The kernel then calculates a globally unique index for each thread as well as the overall thread count, and can finally start processing data, using an all-to-all communication pattern. In each iteration, every participating thread loads a single input element of each communicator rank. ncclGetLsaPointer() is used to calculate the locally-accessible address of the start of the buffer within each rank (remote device memory was previously mapped into the local address space – see Window Registration). Extracted input data is accumulated and then stored back at each rank. Before the kernel terminates, another memory synchronization needs to take place to ensure that all the threads have finished processing their data.

Note that this simple implementation would likely fall short of achieving the peak bandwidth, as it utilizes neither vectorization nor loop unrolling.

Multimem Device Kernel

int main() {
  [...]
  memset(&reqs, 0, sizeof(ncclDevCommRequirements));
  int nCTAs = 16;
  reqs.lsaBarrierCount = nCTAs;
  reqs.lsaMultimem = true;
  NCCLCHECK(ncclDevCommCreate(comm, &reqs, &devComm));
  [...]
}

template <typename T>
__global__ void inPlaceAllReduceKernel(ncclDevComm devComm, ncclWindow_t win, size_t offset, size_t count) {
  ncclLsaBarrierSession<ncclCoopCta> bar { ncclCoopCta(), devComm, ncclTeamTagLsa(), blockIdx.x, /*multimem*/true };
  [...]
  T* mmPtr = (T*)ncclGetLsaMultimemPointer(win, offset, devComm);
  for (size_t o = globalTid; o < count; o += globalNthreads) {
    T v = multimem_sum(mmPtr+o);
    multimem_st(mmPtr+o, v);
  }
  [...]
}

The above code excerpt demonstrates modifications needed to the earlier code segments to enable multimem support (the lines with critical changes are highlighted).
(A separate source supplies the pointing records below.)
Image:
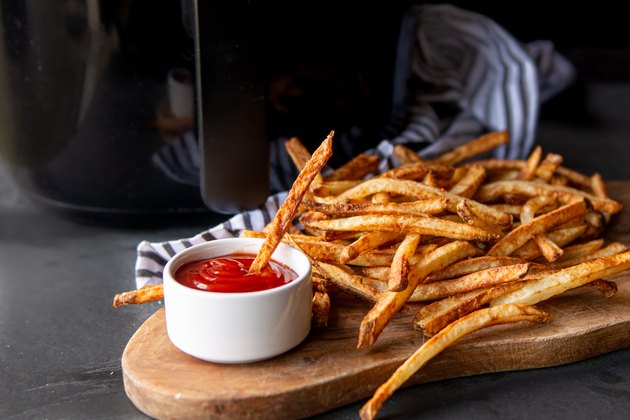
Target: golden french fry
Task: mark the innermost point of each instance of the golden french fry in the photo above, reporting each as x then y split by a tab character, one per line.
389	303
511	209
434	317
291	204
548	166
401	263
575	178
404	224
469	183
475	147
548	248
472	265
477	280
419	170
470	323
580	250
567	278
357	168
417	208
612	249
367	242
598	186
465	212
607	288
491	192
332	188
321	309
300	155
143	295
348	282
541	224
418	190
On the host side, lsaMultimem needs to be set in the requirements prior to creating the device communicator (ncclDevCommCreate() will fail if the necessary hardware support is unavailable).

Within the device kernel, we can switch the memory barrier to a multimem-optimized variant by adding an extra argument to the constructor. The processing loop is actually simpler with multimem: ncclGetLsaMultimemPointer() needs to be invoked just once per kernel. The returned multicast memory pointer enables access to the device memory of all the ranks of the communicator without having to iterate over them, and the data can be reduced in hardware. To keep this example simple, the implementations of multimem_sum and multimem_st are not included. Those need to be implemented using PTX, e.g., multimem.ld_reduce.global.add and multimem.st.global.

Thread Groups

Many functions in the device API take a thread cooperative group as input to indicate which threads within the CTA will take part in the operation. NCCL provides three predefined ones: ncclCoopThread(), ncclCoopWarp() and ncclCoopCta().

Users may also pass CUDA cooperative groups, or any class which provides thread_rank(), size() and sync() functions.

Teams

To address remote ranks or perform barriers, NCCL refers to subsets of ranks within the global communicator as “teams”. NCCL provides three predefined ones: ncclTeamWorld(), ncclTeamLsa(), and ncclTeamRail().